Jacques Diouf, head of the Food and Agriculture Organization (FAO), said the summit would seek to reform trade, encourage greater food production in developing countries and ensure funding for infrastructure and agricultural productivity.
“I have just put the idea (of holding a food summit) to U. S. president-elect Barack Obama in my message of congratulations,” he told the body’s governing conference.
Diouf said he hoped the summit would find $30 billion a year to help boost developing country farm output.
FAO hosted what became an ad hoc food summit in June. That conference, called before a surge in commodity prices, was meant to concentrate on the effect of climate change and biofuel production on food security.
But with the price spike hammering the many developing countries that rely on food imports, the focus shifted to getting emergency help to the hungry.
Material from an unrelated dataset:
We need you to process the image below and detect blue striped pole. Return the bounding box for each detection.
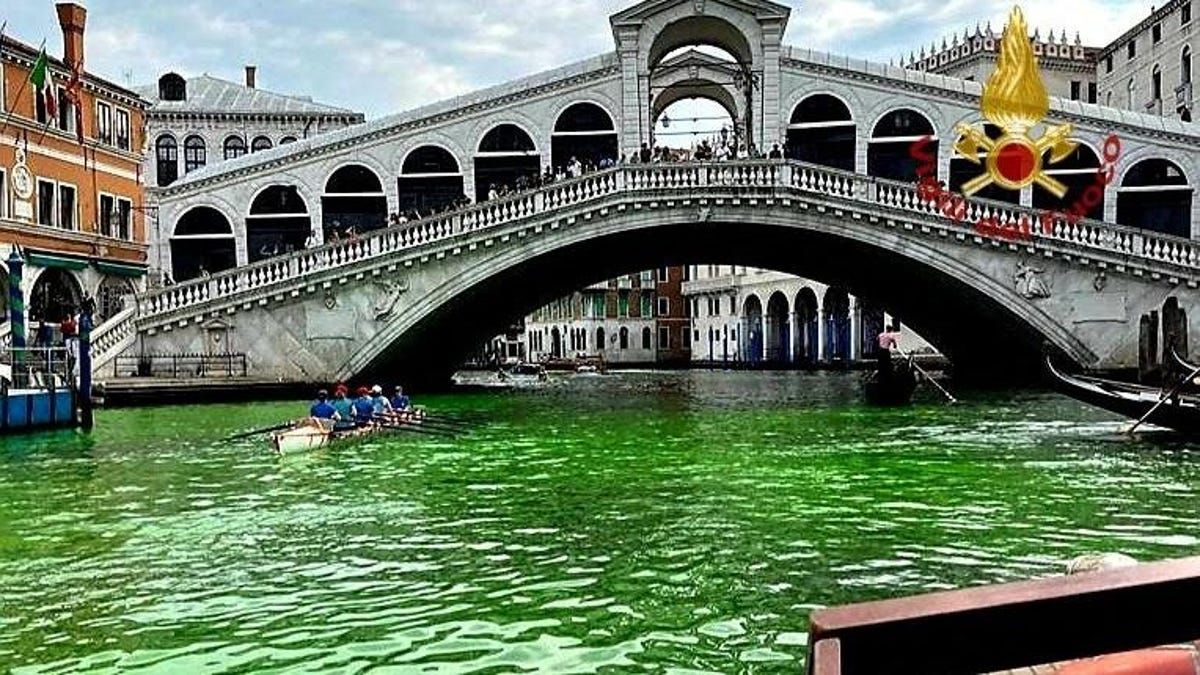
[8,249,25,350]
The conference came up with no firm political commitments or policy changes.
The 2009 meeting “should lay the ground for a new system of agricultural trade that offers farmers, in developed and developing countries alike, the means of earning a decent living,” Diouf said.
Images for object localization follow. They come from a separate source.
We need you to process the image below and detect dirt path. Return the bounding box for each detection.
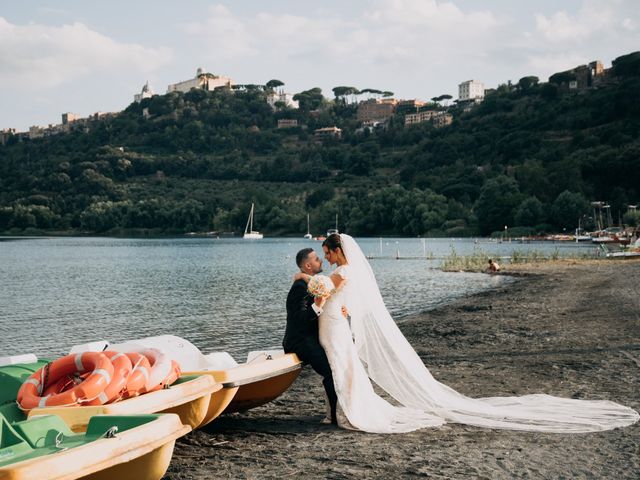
[164,259,640,479]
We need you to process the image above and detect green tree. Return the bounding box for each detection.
[517,76,539,91]
[514,196,545,227]
[612,51,640,76]
[294,87,325,110]
[474,175,522,235]
[265,79,285,90]
[550,191,590,230]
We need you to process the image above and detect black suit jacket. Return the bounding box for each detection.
[283,279,320,354]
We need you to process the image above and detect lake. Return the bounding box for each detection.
[0,237,597,360]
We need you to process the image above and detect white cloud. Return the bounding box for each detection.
[182,5,344,61]
[534,1,620,43]
[366,0,501,31]
[182,1,506,87]
[0,17,172,89]
[521,0,640,81]
[525,52,588,77]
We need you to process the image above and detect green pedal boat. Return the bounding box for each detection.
[0,362,190,480]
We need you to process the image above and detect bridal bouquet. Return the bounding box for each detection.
[307,275,335,298]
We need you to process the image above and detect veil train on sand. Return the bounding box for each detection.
[339,234,639,433]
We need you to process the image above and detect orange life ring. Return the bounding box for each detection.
[139,349,181,393]
[122,352,151,398]
[17,352,114,411]
[84,351,132,405]
[41,351,132,405]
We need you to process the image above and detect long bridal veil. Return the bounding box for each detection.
[340,234,639,432]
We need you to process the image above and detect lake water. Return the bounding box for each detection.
[0,237,597,360]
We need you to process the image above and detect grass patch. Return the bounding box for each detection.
[441,247,597,272]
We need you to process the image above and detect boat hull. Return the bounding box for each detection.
[184,353,303,418]
[28,375,219,432]
[0,414,189,480]
[224,367,301,413]
[243,232,263,239]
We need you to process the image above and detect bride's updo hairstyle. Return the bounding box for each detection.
[322,233,343,254]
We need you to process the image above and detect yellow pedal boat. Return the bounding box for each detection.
[3,355,220,432]
[77,336,304,428]
[0,413,189,480]
[0,361,190,480]
[30,374,219,432]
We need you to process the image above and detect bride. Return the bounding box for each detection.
[297,233,639,434]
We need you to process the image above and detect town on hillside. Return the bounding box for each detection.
[0,56,617,145]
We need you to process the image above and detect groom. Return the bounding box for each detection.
[283,248,337,424]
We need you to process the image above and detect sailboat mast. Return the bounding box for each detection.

The summit would also aim to set up an “emergency intervention fund” to help farmers in vulnerable countries rapidly increase output when commodity market spikes hit food import bills. Rising prices early this year plunged millions of people into hunger and sparked food riots around the world.
Diouf said a 14 per cent fall in global food prices since July had done little to alleviate the problems.
FAO’s food price index was still 51 per cent higher in September than two years earlier. Input prices – such as seeds and fertilizer – had doubled or tripled, he said.
The lower prices did not mean the end of the food crisis but stemmed more from lower demand because of the global economic slowdown, he said.
“What is more, the downturn in prices could lead to reduced food production in 2009-10, which would result in another food crisis.”